Mechanisms for runtime fault-tolerance in many-core architectures are mandatory to cope with transient and permanent faults. This issue is even more relevant with aggressive technology nodes due to process variability, aging effects, and susceptibility to upsets, among other factors. This work proposes to save periodically the context and to re-schedule tasks to the last reliable known state and avoid the faulty processor. This technique is implemented on an embedded multicore architecture named P2012. The proposed fault-tolerant approach induces a limited overhead of 9.37% in an industrial image processing application while guaranteeing a full-error recovery if any error is detected.

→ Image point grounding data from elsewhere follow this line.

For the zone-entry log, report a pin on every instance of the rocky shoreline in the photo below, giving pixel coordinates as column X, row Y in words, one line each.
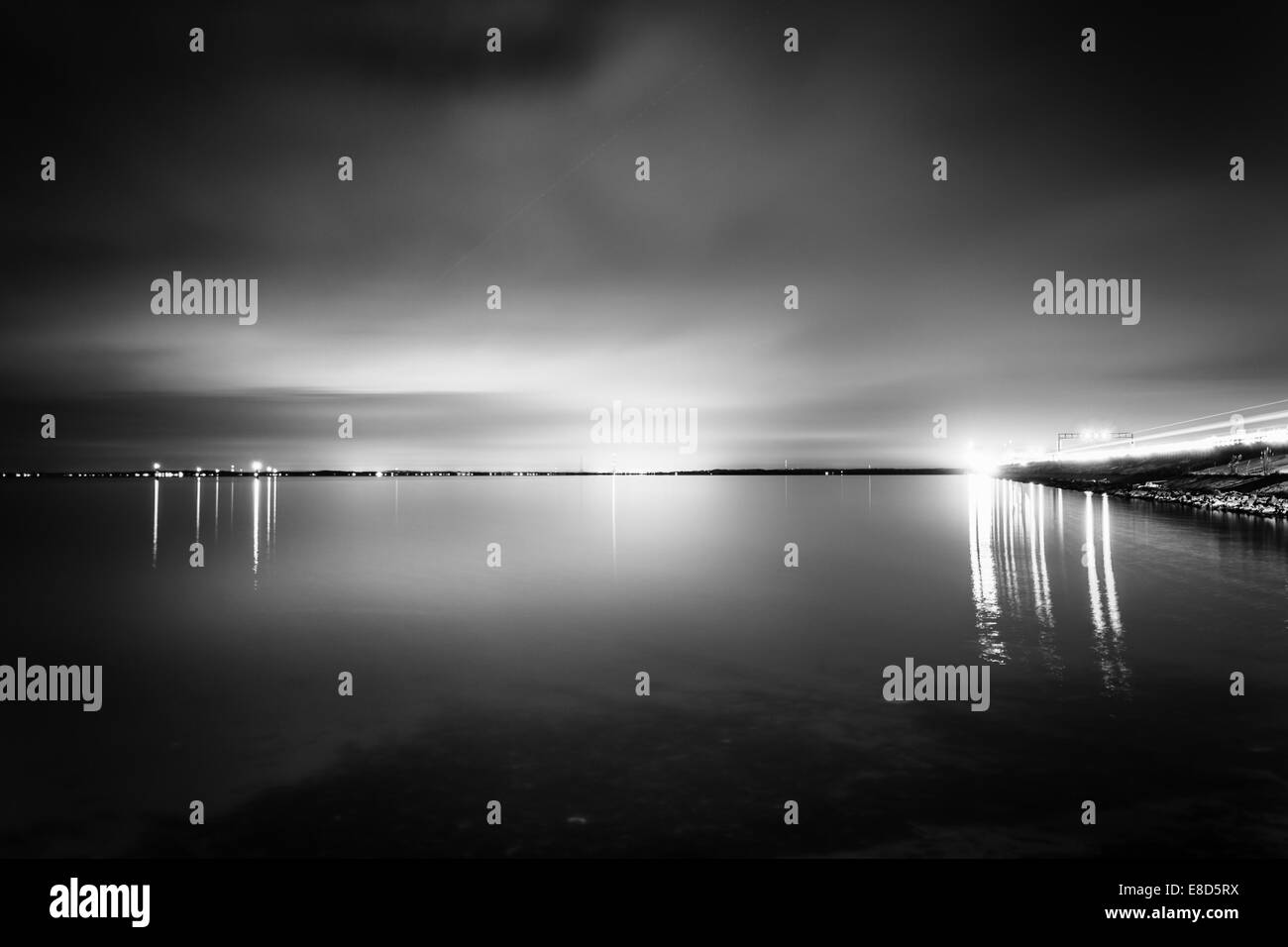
column 1220, row 501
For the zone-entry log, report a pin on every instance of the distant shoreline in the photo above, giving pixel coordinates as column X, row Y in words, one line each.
column 716, row 472
column 1222, row 479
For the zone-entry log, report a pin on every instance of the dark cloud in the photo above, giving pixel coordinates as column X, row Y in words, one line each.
column 518, row 170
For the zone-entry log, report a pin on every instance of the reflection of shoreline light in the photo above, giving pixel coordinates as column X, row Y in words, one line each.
column 982, row 564
column 1108, row 638
column 156, row 512
column 1089, row 549
column 254, row 565
column 1111, row 589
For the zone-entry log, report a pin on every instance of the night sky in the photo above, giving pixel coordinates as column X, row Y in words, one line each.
column 518, row 169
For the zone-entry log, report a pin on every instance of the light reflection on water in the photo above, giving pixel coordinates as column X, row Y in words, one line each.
column 228, row 671
column 1008, row 532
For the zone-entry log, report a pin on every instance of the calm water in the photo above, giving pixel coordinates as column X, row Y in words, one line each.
column 1111, row 628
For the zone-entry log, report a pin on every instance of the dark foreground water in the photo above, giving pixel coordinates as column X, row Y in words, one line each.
column 1111, row 630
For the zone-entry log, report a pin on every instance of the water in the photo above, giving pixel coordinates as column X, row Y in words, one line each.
column 1111, row 630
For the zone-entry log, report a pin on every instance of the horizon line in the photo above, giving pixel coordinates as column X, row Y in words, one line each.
column 404, row 472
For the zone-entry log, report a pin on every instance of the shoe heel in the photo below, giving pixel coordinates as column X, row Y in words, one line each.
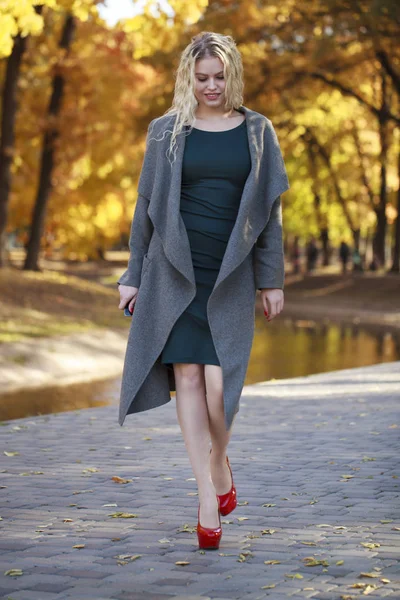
column 208, row 538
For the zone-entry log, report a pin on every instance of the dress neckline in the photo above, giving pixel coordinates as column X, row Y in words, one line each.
column 223, row 130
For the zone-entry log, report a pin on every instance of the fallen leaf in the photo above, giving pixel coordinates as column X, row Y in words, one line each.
column 120, row 479
column 268, row 531
column 14, row 572
column 122, row 515
column 272, row 562
column 309, row 543
column 311, row 561
column 128, row 557
column 243, row 556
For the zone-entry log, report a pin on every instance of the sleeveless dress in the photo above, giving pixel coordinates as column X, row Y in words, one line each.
column 215, row 167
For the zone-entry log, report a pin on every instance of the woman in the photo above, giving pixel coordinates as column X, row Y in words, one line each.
column 206, row 234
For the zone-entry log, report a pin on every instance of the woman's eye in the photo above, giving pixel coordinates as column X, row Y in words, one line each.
column 219, row 77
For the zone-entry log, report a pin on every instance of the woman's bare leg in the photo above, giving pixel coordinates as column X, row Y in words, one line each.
column 191, row 407
column 219, row 435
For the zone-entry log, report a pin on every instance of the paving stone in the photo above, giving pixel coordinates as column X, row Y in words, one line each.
column 293, row 439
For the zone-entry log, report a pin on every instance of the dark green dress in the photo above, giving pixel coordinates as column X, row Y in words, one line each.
column 214, row 170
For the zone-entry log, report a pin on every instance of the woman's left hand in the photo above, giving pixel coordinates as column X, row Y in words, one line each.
column 272, row 299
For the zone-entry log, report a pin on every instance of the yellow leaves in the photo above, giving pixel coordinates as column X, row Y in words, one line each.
column 268, row 531
column 311, row 561
column 367, row 588
column 14, row 572
column 117, row 479
column 243, row 556
column 308, row 543
column 122, row 515
column 124, row 559
column 186, row 528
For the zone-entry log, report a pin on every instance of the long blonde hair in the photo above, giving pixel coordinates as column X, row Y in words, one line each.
column 184, row 104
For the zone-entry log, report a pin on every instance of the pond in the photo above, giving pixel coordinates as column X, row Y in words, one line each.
column 285, row 347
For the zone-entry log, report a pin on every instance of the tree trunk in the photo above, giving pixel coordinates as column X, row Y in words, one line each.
column 380, row 209
column 47, row 157
column 395, row 268
column 7, row 144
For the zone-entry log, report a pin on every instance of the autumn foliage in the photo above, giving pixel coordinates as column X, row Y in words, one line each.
column 327, row 73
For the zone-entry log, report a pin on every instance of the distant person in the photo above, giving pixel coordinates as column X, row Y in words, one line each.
column 295, row 256
column 344, row 255
column 311, row 254
column 357, row 261
column 206, row 234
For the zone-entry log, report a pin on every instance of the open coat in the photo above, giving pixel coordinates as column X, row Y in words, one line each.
column 160, row 265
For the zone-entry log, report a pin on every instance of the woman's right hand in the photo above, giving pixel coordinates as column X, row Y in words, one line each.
column 127, row 294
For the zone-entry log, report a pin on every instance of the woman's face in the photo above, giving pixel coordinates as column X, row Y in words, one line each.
column 210, row 82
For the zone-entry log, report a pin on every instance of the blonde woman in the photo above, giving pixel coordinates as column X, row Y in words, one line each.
column 206, row 234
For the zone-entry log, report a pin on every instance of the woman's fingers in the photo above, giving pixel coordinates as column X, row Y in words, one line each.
column 124, row 299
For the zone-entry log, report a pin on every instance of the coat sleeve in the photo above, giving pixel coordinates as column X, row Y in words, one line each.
column 142, row 226
column 269, row 254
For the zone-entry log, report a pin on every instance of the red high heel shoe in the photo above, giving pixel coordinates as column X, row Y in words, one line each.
column 208, row 538
column 228, row 501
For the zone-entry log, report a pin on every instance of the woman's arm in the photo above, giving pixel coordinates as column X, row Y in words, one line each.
column 269, row 255
column 141, row 231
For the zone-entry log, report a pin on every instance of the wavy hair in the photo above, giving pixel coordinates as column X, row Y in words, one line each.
column 184, row 104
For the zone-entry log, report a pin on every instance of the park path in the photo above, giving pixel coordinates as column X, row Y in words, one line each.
column 316, row 466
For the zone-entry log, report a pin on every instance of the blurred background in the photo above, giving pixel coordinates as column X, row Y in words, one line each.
column 81, row 80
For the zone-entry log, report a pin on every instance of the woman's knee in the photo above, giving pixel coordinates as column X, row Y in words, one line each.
column 189, row 375
column 214, row 381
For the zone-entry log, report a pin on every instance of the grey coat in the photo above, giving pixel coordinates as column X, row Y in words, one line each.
column 160, row 265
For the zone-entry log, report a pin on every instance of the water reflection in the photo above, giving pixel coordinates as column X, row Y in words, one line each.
column 42, row 401
column 285, row 347
column 290, row 347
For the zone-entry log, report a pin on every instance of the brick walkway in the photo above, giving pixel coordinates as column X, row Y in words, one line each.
column 316, row 465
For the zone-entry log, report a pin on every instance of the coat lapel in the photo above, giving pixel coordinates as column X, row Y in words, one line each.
column 266, row 180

A framework for MPSoC generation and distributed applications evaluation

The design of MPSoCs is a complex task. From the designer side point of view, a new feature inserted into the system (e.g. a mapping heuristic or a new function in the operating system) must be validated with a large set of the MPSoC configurations. From the application developer side point of view, the performance of a set of applications running simultaneously in the MPSoC platform must be also evaluated for different MPSoC configurations. Therefore, for both designers and application developers a framework enabling the automatic MPSoCs generation and simulation is mandatory for design space exploration. This is the goal of the present work, present a parameterizable MPSoC, including distributed management, and a framework to generate and simulate several MPSoCs configurations automatically. Results show that it is feasible to simulate large platforms, up to 400 processing elements, using a cycle accurate SystemC description.